From A Producer To A Global Superstar
Chapter 512: Reaction To News
The phone woke him at 6:17 AM.
Dayo reached for it without opening his eyes, muscle memory from years of international calls pulling him out of sleep before his brain caught up. Three texts from Valery, each shorter than the last.
6:12 AM: "Check the news."
6:14 AM: "Graham Whitfield. Someone leaked his files."
6:16 AM: "They’re saying it came from you."
Dayo sat up. Beside him, Luna made a small sound and rolled toward Jennifer’s crib, her arm reaching out to check the baby without conscious thought. Dayo stared at the screen until his eyes adjusted.
He opened his browser. The headline loaded in two seconds, which felt like two minutes.
"Offshore Empire: How a British Property Tycoon Routed $18 Million Through Panama to Kill an Investigation."
Warren Castellano. Byline. Some Washington financial paper Dayo had never heard of.
He scrolled. The article had everything. Account numbers. Routing codes. Graham’s signatures on documents that shouldn’t have existed outside a vault. The São Paulo payment from 2017, laid out with surgical precision. Dayo read it twice. Then a third time, slower, his thumb moving in short jerks as he absorbed each paragraph.
He didn’t write this.
He hadn’t leaked this.
He had told Michael to let Silas know he had files. He had bluffed, completely, staring down a threat to his daughter with nothing but confidence and an empty hand. Felix had found a window into Silas’s network, yes. They had observed traffic patterns, mapped architecture, confirmed Eleanor Vane’s existence. But they had never extracted documents. Never downloaded files. Never breached the network in a way that could produce eighteen million dollars worth of evidence against Graham Whitfield.
Yet here it was. Real. Detailed. Devastating.
And the sourcing — Dayo read the final paragraph three times before it sank in.
"Sources close to the investigation suggest the leak originated from a Los Angeles-based entertainment conglomerate with prior grievances against the Whitfield business network."
No name. No direct attribution. But the finger pointed unmistakably. Los Angeles-based entertainment conglomerate. Prior grievances. Everyone who mattered would read that sentence and see his face behind it.
Luna’s voice came from the dark, thick with sleep. "What is it?"
Dayo didn’t answer. He was already out of bed, pulling on his pants, walking barefoot into the living room where the morning light was bleeding through the blinds. He called Felix.
Four rings. Then a cough, and Felix’s voice — hoarse, confused, still half in his dream.
"Boss?"
"Tell me we didn’t leak Graham’s files."
Silence. Then Felix sitting up fast, his breathing changing from sleep-rhythm to alert-rhythm in one exhale.
"We didn’t. I can prove it. Our logs show zero extraction from the Silas network. We observed only. We watched packets, mapped routes. We never pulled a single document. Never touched Graham’s folder."

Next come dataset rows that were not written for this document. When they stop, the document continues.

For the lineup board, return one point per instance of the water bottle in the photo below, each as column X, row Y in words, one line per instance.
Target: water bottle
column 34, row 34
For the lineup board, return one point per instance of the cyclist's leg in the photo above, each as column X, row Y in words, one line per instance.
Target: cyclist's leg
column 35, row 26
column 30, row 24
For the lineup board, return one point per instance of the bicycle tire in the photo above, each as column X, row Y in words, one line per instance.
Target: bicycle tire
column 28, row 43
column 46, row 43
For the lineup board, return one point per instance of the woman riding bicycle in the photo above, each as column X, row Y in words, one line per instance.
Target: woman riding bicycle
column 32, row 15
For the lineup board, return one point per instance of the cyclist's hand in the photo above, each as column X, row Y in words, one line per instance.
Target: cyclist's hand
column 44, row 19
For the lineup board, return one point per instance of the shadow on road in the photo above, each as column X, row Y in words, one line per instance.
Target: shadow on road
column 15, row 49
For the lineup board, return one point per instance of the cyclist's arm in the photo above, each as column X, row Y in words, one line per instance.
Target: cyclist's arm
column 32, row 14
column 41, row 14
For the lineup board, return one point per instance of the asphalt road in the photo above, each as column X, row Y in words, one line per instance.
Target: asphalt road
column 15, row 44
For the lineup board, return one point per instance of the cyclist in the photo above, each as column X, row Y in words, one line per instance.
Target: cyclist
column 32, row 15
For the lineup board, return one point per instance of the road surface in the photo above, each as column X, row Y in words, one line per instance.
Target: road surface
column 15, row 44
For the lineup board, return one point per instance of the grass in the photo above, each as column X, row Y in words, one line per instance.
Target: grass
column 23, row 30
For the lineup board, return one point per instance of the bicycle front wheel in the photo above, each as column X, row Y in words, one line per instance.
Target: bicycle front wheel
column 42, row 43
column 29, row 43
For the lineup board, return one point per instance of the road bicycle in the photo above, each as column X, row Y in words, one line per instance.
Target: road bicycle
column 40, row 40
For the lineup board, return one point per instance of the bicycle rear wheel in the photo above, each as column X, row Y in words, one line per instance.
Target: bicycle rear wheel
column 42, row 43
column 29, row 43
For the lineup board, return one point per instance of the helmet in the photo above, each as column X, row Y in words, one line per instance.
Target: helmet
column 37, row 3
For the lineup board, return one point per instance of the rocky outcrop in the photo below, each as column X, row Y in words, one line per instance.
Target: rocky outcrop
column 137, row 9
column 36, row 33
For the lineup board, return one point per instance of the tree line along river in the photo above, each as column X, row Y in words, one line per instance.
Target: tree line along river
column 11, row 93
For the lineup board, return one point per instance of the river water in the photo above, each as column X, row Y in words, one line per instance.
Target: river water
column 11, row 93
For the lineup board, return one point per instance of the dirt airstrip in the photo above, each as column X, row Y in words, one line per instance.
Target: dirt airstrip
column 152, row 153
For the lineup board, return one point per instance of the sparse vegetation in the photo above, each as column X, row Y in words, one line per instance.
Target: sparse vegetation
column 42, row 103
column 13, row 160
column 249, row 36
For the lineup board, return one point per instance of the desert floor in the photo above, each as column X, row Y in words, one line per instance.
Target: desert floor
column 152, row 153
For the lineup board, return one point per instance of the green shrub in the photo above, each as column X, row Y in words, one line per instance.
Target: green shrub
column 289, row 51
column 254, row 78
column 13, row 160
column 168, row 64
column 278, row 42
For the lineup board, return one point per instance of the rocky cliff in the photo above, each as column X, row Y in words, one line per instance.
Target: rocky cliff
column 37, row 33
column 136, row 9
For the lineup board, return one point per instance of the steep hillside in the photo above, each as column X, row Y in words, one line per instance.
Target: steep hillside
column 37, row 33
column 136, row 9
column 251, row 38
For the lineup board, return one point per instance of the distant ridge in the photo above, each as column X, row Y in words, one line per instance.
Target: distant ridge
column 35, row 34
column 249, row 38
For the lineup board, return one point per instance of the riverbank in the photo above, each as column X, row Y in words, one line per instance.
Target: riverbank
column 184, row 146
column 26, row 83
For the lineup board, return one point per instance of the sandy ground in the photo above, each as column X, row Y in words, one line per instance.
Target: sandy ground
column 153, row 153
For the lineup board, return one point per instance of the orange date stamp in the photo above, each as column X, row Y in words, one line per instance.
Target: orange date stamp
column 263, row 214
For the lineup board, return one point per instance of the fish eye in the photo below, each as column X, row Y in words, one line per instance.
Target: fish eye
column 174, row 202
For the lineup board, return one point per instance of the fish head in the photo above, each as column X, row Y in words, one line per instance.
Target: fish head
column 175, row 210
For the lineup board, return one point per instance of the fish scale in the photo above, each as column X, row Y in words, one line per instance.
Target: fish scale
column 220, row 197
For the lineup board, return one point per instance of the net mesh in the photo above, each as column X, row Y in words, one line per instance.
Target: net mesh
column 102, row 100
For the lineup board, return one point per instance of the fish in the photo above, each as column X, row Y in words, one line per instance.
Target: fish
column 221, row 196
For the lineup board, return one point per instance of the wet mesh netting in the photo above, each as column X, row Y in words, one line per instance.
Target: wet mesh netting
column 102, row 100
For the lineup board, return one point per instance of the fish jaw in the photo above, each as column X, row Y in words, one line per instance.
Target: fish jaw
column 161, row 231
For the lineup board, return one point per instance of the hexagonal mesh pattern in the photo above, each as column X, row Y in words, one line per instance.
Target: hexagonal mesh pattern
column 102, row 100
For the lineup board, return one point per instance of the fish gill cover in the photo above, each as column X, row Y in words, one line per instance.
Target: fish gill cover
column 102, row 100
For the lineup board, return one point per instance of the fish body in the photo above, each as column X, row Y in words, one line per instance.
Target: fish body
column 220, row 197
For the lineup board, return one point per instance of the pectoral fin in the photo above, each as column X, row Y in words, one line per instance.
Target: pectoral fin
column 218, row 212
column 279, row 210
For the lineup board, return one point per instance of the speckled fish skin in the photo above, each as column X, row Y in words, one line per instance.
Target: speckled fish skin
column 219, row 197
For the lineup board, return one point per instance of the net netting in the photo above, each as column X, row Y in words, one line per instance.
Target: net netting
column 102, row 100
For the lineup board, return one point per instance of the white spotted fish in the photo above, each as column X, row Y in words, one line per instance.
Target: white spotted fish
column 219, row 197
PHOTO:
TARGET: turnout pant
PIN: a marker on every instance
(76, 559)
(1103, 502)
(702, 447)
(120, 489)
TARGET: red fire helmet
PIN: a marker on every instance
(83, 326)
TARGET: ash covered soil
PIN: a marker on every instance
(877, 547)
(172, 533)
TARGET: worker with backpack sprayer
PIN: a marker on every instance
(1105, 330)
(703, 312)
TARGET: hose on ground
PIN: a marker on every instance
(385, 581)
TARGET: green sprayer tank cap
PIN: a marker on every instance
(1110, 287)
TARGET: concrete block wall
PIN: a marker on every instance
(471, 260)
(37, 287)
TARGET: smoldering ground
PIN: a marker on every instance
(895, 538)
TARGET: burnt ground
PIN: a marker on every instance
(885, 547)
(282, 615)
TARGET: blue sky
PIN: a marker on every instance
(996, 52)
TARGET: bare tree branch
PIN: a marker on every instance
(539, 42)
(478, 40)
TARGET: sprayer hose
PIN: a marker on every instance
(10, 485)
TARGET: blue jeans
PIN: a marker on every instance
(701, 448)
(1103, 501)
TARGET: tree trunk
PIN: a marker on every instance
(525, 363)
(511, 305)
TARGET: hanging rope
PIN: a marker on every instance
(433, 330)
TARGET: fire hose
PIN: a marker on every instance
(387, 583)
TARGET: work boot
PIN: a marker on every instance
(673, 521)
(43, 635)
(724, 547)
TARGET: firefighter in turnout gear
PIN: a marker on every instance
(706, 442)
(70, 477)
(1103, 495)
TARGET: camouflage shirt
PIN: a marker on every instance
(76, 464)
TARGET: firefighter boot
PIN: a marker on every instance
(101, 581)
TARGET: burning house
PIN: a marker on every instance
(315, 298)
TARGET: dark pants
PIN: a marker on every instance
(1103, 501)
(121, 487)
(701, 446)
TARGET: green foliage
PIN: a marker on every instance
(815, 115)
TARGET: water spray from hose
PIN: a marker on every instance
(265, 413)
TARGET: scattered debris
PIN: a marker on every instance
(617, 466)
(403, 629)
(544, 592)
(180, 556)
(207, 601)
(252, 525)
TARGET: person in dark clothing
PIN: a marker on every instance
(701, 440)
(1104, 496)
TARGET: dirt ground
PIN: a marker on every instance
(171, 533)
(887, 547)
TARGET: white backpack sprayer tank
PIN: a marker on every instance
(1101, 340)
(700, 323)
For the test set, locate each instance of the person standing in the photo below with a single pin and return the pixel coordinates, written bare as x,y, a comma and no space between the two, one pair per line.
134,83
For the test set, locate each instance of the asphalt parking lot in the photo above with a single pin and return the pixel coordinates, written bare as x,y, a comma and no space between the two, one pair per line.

Dayo believed him. Felix was stating facts, not defending himself.
"Then where did it come from?"
Felix typed — fast, his fingers waking up. More typing. Then a long breath.
"Someone else had the files. Or worse — someone had better files. And they’re wrapping the leak in routing metadata that points to Los Angeles. To our infrastructure. To you."
Dayo stood in his living room, staring at a painting Luna had bought in Silver Lake. He stared without seeing it.
"Someone is manufacturing my bluff. I told them I had comprehensive files. Now evidence appears, wrapped in digital fingerprints that make me look like the source. Someone wants the four bosses to believe I’m far more dangerous than I am."
"Michael," Felix said. Not a question.
Dayo thought about Michael Stern. The man who had sat across from him in Century City, polite and sharp, carrying a photograph of Luna and Jennifer. The man who worked for Silas Vane. The man who had built the relay architecture their entire network ran on.
If Michael did this, there was a bigger problem. Michael wouldn’t move against his own employer — not unless something had gone wrong between them. Unless there was a crack in their partnership. Unless the servant was striking out on his own.
Dayo kept his options open. Maybe Michael was making a move. Maybe there was a fight between him and Silas that nobody knew about. Maybe the man who built the walls had decided to tear them down. If any of that was true, it changed everything.
"Can you trace the leak’s origin?" Dayo asked.
"I can try. But if Michael did this, he used his own architecture. He built Silas’s walls. He knows every back door because he installed them. The trail will be cold by design." 𝕗𝐫𝐞𝕖𝕨𝐞𝗯𝚗𝕠𝘃𝐞𝚕.𝐜𝗼𝚖
"Try anyway."
Dayo hung up. He stood in the living room, the morning light getting stronger, the house silent. He felt something in his chest he couldn’t name. Not fear. Fear would have been simple. This was the feeling of stepping onto a stage and realizing the script had been rewritten while your back was turned.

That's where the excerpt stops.